Fiberglass pools offer the timeliest option for building an inground pool and having it ready to use. They can be delivered to a house or building in one piece, so there must be access for a crane to lower the pool into its designated place. Positive features of fiberglass pools include stain resistance and algae prevention that make for minimal maintenance needs.
For people wanting to build their inground pool on a budget, vinyl pools offer an affordable option to build an outdoor oasis. Also known for their stain resistance, vinyl pools have the smoothest surface of the three styles of inground pools. One drawback to building a vinyl pool is that vinyl pool liners might need to replaced about every 10 years.
The creativity available in building concrete inground pools makes them the most popular option, even though they are the most expensive to build of the three styles. Concrete pools utilize quick-dry concrete to fill in the area that has been excavated for the pool. After work begins in filling in the area, it must be completed in short order — approximately 30 minutes. The base of the pool needs to conform to a prearranged design, but the stairs and entry areas of concrete pools can be decided on in a freehand manner. Maintenance of concrete pools can be costly because the concrete starts to crack and stain and might require a refinishing of the pool surface.
Popular styles of these inground pools include lap pools, which are seen in many workout facilities; diving pools, which are a favorite of public pools; play pools, which are used for water sports and best for little children because of their limited depth; the combination spa and pool seen at many resorts and hotels; and geometrically shaped pools that can accentuate the design of a backyard.

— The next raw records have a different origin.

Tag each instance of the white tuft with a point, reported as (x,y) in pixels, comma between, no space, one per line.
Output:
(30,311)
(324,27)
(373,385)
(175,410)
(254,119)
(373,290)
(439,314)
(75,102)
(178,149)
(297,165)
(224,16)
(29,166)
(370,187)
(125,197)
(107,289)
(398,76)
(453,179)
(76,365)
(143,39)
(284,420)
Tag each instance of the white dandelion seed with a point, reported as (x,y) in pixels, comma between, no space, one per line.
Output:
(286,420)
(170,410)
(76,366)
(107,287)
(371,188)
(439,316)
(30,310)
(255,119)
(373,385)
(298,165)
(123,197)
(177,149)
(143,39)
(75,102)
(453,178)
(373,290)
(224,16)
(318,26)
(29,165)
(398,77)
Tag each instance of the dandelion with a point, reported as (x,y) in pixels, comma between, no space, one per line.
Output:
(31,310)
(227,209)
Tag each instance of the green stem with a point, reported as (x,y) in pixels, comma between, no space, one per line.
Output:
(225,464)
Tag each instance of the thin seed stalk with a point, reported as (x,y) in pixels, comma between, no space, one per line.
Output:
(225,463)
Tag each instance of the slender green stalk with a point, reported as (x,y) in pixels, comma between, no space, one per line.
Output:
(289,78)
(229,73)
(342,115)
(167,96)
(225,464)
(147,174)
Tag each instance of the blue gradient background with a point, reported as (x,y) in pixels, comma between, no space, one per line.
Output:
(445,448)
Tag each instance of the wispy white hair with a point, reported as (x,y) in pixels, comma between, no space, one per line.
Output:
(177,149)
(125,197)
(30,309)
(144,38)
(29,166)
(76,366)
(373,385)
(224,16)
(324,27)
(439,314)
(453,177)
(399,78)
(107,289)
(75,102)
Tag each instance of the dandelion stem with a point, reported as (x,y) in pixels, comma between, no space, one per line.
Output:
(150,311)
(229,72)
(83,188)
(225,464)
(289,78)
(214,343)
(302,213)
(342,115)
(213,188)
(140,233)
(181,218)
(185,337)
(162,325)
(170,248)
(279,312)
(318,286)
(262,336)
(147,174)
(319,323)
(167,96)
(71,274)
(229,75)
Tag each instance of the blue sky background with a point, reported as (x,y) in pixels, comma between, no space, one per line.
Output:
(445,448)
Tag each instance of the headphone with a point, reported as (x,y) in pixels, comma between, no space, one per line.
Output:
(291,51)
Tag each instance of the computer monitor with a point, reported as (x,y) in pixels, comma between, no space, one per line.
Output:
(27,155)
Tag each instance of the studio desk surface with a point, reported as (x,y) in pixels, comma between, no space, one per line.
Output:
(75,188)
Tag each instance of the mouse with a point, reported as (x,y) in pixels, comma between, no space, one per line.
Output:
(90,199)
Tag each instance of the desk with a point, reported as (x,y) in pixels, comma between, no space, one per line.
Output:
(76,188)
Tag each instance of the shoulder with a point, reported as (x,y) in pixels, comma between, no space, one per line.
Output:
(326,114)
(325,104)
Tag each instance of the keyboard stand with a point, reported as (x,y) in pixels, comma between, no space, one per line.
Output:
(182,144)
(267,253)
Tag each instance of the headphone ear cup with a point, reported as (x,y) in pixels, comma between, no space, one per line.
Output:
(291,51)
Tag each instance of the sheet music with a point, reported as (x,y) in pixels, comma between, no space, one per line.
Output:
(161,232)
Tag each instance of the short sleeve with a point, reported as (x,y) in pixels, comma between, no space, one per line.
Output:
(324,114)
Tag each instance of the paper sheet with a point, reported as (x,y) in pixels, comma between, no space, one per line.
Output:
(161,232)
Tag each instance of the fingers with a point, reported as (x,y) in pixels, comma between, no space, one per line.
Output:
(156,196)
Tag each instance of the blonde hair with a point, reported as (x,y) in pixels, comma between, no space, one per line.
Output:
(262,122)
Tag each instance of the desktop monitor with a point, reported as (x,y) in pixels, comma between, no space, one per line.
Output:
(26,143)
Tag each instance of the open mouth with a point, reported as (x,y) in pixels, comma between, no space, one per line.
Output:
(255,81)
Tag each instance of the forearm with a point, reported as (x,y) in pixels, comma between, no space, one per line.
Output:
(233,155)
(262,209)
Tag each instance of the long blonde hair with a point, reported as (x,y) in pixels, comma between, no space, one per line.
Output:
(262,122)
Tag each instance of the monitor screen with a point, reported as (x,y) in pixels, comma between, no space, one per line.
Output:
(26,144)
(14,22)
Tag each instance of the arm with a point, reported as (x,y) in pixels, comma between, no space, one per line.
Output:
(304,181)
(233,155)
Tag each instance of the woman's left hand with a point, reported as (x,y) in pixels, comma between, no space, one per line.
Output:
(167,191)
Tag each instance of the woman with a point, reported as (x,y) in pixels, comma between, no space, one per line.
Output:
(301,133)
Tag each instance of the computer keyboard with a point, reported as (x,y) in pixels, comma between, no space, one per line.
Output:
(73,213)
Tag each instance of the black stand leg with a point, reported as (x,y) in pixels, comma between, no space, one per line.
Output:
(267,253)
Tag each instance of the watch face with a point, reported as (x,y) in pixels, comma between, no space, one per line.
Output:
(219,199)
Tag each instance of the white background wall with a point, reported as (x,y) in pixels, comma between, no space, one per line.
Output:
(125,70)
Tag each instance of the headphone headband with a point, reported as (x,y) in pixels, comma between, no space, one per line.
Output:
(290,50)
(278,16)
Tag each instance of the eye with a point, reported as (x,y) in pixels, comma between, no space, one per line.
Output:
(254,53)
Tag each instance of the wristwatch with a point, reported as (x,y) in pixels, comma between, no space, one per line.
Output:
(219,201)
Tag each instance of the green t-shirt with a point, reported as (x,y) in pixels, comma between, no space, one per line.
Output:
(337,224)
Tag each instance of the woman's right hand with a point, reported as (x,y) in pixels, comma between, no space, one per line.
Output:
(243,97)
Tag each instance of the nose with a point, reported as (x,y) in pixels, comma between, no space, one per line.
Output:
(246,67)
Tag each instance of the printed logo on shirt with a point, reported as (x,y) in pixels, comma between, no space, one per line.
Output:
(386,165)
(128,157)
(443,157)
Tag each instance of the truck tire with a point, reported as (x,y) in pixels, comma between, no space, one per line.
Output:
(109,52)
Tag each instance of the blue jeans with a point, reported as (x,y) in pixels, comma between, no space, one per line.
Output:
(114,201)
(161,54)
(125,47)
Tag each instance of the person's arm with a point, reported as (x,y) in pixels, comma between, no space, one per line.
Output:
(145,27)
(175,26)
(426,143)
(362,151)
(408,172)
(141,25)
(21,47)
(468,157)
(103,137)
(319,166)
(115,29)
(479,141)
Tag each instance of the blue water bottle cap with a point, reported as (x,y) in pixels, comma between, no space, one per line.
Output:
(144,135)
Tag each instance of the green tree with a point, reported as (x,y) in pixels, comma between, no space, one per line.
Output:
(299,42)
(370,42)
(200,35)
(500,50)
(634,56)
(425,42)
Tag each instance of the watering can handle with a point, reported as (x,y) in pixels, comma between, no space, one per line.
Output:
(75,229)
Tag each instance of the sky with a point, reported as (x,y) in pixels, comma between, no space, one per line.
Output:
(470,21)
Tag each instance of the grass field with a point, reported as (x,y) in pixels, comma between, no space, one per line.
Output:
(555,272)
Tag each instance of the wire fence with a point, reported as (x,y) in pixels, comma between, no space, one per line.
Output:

No matter which type of inground pool a prospective builder decides upon, it must be equipped with a pump, filter, drains, returns, plastic piping and a chemical feeder. Also, buyers should take the time to conduct the research needed to learn the pros and cons of each style and the company that will be used to build the pool. The company's prior work and warranty policies should be studied, and the costs before and after building the pool should be understood before any inground pool project is started.